Dalam gambaranku ke depan, aku memang menginginkan bisa memberi warna dunia sastra sacara makro. Pertama secara regional, di daerah. Kebetulan Dewan Kesenian Daerah (DKD) Kabupaten Pekalongan dan Bupati menyambut gayung sehingga Bunga Rampai Sastra Remaja dan Pelajar bisa terwujud. Tapi ini hanyalah sebuah langkah awal, yang harus disusul dengan langkah-langkah berikutnya. Hal ini jelas menyita sebagian perhatian dan waktu (termasuk tenaga) aku sebagai koordinatornya. Aku menyadari teman-teman yang lain mempunyai banyak kesibukan sehingga belum optimal membantu untuk program-program ‘keluar’. Tapi aku harap, teman-teman bisa membantu untuk tetap menyemarakkan rumah kita dengan pemikiran, ide, gagasan dan tindakan nyata yang intinya membuat suasana rumah tidak nglangut.

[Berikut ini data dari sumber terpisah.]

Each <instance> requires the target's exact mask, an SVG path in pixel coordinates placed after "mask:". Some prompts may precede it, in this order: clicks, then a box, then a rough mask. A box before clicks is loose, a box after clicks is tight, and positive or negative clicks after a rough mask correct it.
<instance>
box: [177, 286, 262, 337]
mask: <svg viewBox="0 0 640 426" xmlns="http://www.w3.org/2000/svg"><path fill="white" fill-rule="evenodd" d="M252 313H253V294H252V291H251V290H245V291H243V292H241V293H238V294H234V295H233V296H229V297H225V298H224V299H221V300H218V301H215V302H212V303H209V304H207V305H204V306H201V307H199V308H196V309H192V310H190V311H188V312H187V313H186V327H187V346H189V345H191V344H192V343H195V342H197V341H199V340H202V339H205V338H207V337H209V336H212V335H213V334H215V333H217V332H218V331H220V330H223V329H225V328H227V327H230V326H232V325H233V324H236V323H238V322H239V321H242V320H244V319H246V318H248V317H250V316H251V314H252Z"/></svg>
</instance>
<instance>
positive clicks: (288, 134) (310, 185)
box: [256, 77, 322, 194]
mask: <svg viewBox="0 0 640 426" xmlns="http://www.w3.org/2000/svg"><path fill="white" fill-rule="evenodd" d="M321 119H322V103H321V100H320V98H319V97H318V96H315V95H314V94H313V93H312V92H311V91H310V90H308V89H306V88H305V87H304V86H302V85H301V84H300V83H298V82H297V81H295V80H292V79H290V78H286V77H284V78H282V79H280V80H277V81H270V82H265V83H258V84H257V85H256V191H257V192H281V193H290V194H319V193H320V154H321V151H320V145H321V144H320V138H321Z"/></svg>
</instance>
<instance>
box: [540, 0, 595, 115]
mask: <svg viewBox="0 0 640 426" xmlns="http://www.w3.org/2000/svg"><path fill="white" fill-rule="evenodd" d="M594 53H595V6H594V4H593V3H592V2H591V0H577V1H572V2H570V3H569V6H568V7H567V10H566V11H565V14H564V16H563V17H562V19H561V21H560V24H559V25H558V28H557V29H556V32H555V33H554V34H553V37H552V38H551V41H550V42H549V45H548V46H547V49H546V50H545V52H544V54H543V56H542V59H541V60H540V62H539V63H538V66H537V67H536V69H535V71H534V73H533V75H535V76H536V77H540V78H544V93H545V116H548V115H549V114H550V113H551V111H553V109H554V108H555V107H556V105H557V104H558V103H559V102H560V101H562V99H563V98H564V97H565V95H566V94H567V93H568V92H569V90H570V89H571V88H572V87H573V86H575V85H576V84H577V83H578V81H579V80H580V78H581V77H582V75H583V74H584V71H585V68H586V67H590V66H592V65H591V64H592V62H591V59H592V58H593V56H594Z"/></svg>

Karena buram kita plot menjadi salah satu beranda rumah kita, maka karya teman-teman ikut serta bercengkrama di dalamnya. Sayangnya, jujur aku sedikit kecewa karena teman-teman tidak mempersiapkan karya dari jauh hari sebelumnya meski sudah kuminta. Sehingga karya teman-teman belum optimal. Malah beberapa lebih jelek dari karya ‘tamu’ kita di beranda ini.

Tapi tak apa, sebagai proses pembelajaran. Nantinya dari buram ini kita bisa mencoba mengevaluasi seberapa jauh kreativitas imaji kita.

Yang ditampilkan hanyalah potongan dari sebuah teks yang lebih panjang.